WGH- commented 5 years ago

https://docs.python.org/3/library/os.path.html

Unfortunately, some file names may not be representable as strings on Unix, so applications that need to support arbitrary file names on Unix should use bytes objects to represent path names. Vice versa, using bytes objects cannot represent all file names on Windows (in the standard mbcs encoding), hence Windows applications should use string objects to access all files.

This sounds like some major pain, lol.

Kentzo commented 5 years ago

Just for information, what's your OS and filesystem that can represent such paths?

Kentzo commented 5 years ago

By the way, if you unarchive those archives, will the output result in the identical filename?

WGH- commented 5 years ago

Just for information, what's your OS and filesystem that can represent such paths?

Linux.

On Unix, filenames are byte strings ending with null byte with components separated by forward slashes, and no encoding is enforced at all.

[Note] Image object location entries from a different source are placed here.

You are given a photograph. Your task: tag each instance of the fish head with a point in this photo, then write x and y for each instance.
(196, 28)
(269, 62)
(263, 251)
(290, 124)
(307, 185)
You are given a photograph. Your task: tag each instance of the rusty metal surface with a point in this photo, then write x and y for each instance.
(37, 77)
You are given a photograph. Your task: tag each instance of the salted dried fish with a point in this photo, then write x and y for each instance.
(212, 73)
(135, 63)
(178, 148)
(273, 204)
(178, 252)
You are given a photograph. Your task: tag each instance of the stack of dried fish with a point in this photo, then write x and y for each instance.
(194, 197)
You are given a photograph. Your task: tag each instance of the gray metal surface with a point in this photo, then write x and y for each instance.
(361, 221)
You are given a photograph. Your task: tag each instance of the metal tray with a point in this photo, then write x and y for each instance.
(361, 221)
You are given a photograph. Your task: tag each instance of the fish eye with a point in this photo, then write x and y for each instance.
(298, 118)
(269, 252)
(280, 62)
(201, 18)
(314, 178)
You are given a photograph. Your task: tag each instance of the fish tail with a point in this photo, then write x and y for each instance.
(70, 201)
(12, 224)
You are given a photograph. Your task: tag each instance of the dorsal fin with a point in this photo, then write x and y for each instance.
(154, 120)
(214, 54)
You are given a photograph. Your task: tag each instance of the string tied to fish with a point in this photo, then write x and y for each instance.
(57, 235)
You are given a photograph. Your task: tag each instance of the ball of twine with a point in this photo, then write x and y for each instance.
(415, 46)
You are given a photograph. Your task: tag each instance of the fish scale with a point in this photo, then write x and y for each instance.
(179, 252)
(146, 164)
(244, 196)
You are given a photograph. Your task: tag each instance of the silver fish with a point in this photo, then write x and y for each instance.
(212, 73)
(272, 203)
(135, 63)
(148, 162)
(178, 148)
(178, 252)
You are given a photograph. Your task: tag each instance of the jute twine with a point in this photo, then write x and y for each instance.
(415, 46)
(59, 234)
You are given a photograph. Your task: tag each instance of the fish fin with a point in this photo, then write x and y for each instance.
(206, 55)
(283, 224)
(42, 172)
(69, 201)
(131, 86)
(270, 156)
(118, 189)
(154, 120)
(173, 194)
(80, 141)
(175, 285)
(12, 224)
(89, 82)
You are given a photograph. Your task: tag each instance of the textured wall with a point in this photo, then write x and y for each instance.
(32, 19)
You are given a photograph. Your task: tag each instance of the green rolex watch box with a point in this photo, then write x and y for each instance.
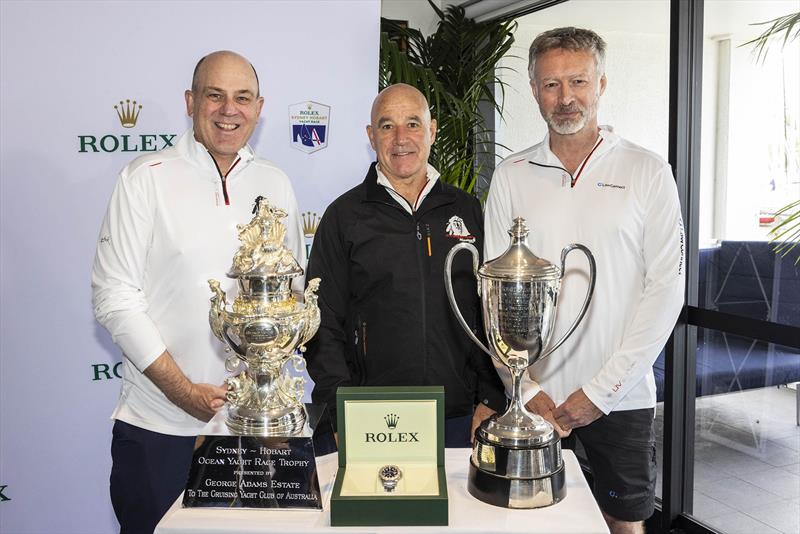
(391, 457)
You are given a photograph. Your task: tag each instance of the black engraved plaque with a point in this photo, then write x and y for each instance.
(254, 472)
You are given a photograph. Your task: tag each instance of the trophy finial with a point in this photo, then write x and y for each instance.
(519, 231)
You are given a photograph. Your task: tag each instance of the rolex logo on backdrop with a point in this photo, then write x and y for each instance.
(105, 371)
(391, 421)
(128, 113)
(310, 225)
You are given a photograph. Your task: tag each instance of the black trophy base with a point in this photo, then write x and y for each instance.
(254, 471)
(516, 492)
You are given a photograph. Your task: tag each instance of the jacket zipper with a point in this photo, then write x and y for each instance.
(224, 178)
(361, 348)
(423, 314)
(573, 179)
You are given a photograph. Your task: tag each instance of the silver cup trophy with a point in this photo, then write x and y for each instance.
(264, 328)
(516, 457)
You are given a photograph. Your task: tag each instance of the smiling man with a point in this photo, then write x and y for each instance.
(584, 184)
(380, 250)
(170, 226)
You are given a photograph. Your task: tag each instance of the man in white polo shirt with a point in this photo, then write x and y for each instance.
(170, 226)
(584, 184)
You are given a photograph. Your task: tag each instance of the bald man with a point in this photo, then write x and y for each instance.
(170, 226)
(380, 248)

Usually UTF-8 is used, though.

WGH- commented 5 years ago

By the way, if you unarchive those archives, will the output result in the identical filename?

In case of tar, yes.

In zip, though, Info-ZIP replaces the weird byte with -, and 7-zip replaces it with Â (b'\xc3\x82').

Kentzo commented 5 years ago

I see the following solutions at the moment

Maintain the original name, but make an archive that is incompatible with certain formats (zip) and (file)systems
Fix the name by escaping invalid UTF-8 sequences
A mix of [1] and [2] at the cost of inconsistency

Could you elaborate on your use case?

WGH- commented 5 years ago

My use case is a web server serving files with weird non-UTF-8 filenames to expose bugs in HTTP client code.

Git is already incompatible with certain filesystems and OSes by design: for example, Windows doesn't have Unix file permissions, but these permissions are always saved in Git repositories.

Kentzo commented 5 years ago

Do you use tar as your target format?

WGH- commented 5 years ago

Yes.

Kentzo commented 5 years ago

What Python version do you use?

WGH- commented 5 years ago

I tested on Python 3.6 and Python 2.7.

Kentzo commented 5 years ago

For Python 3.2+ there is a simpler solution thanks to fsencode / fsdecode. For 2 a dependency like chardet might be needed.

Kentzo commented 4 years ago

Should be fixed in 1.20.0